RNA transcription goes only in 5’->3’ direction. RNA is transcribed from one strand only. Transcription initiation involves recognition of a particular sequence located upstream the gene called the promoter. DNA unwinding starts from the promoter after RNA polymerase binds on it. DNA unwinding is temporary in transcription. The primary transcript is unstable. Special proteins are involved in termination of transcription.

Question 60

How big is the RNA polymerase?

Answer 60

It covers a region between 75-80 bp, extending from -55 to +20 during initiation.

Question 61

What are consensus sequences? What are the two consensus sequences at bacterial promoter?

Answer 61

Sequences most often conserved at a particular site.

• 10 sequence (TATA box)
• 35 sequence

Question 62

Which are the common consensus sequences in eukaryotic promoters?

Answer 62

Element 
BRE (TFIIB recognition element)
TATA
INR (initiator element)
DPE (downstream promoter element)

Question 63

Which are the general transcription factors needed for RNA pol I in eukaryotes?

Answer 63

TFIID, TFIIH and TFIIE.

Question 64

Explain the terms activators, mediators and chromatin modifying enzymes.

Answer 64

Activators - attract RNA Pol to the promotor, role in gene expression.

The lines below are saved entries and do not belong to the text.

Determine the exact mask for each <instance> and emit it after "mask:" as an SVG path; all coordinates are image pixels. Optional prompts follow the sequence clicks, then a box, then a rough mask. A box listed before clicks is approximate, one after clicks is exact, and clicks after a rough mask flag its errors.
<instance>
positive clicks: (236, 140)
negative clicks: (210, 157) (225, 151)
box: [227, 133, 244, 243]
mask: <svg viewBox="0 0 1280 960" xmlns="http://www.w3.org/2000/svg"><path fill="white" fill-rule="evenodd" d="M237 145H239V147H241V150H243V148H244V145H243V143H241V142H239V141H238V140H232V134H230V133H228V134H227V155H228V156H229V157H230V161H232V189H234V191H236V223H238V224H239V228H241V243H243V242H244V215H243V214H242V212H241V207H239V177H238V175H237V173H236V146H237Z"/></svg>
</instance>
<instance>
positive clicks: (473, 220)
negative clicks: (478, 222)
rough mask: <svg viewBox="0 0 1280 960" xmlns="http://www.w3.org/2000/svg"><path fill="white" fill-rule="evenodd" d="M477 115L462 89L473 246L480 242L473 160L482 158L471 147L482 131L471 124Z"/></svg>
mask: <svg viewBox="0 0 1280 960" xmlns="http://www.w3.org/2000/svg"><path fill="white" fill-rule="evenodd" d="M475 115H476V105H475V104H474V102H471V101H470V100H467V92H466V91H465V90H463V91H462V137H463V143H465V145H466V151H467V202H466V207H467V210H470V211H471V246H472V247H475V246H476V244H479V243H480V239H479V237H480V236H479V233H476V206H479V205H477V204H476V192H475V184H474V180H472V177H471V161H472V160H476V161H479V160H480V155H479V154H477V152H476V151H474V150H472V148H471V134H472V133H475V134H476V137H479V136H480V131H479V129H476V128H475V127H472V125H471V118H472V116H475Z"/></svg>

Mediator - Big proteins, allow activator and RNA pol interaction.

Chromatin modifying enzymes - allow greater accessibility to DNA.

Question 65

How is promoter escape mediated in Eukaryotes?

Answer 65

Promoter escape requires phosphorylation of RNA pol CTD tail with hetapetide repeats (Tyr-Ser-Pro-Thr-Ser-Pro-Ser). Promoter escape happens when RNA pol II breaks its contact with the promoter.

Question 66

Which complex couples the Ribosome with the RNA pol?

Answer 66

The NusG - NusE complex.

Question 67

Explain 7-methyl guanosine capping?

Answer 67

The gamma phosphate is removed from the 5’ end by RNA triphosphatase. Then, guanyltransferase adds a GMP moiety to the 5’ beta phosphate. The last step is addition of the methyl group to the guanine residue at eh 7’ position. Capping proved a rare example of 5’->5’ linkage.

Question 68

Explain the process of polyadenylation and the torpedo model of termination.

Answer 68

CPSF and CSTF are poly-A signals. These factors once bound to RNA recruit other proteins that leads to RNA cleavage and then polyadenylation.

Polyadenylation is mediated by poly-A polymerase, which adds approximately 200 adenines.

Torpedo model
The free end of the second RNA is uncapped and thus can be distinguished from genuine transcripts. This new RNA is recognised by an RNase called (in yeast) Ra1 (in human hXrn2) that is located onto the end of the RNA by another protein (Rtt103) that binds the CTD of RNA polymerase. The Rat1 enzyme quickly degrades the RNA in a 5’-to-3’ direction, until it catches up to the still-transcribing polymerase from which the RNA is being spewed.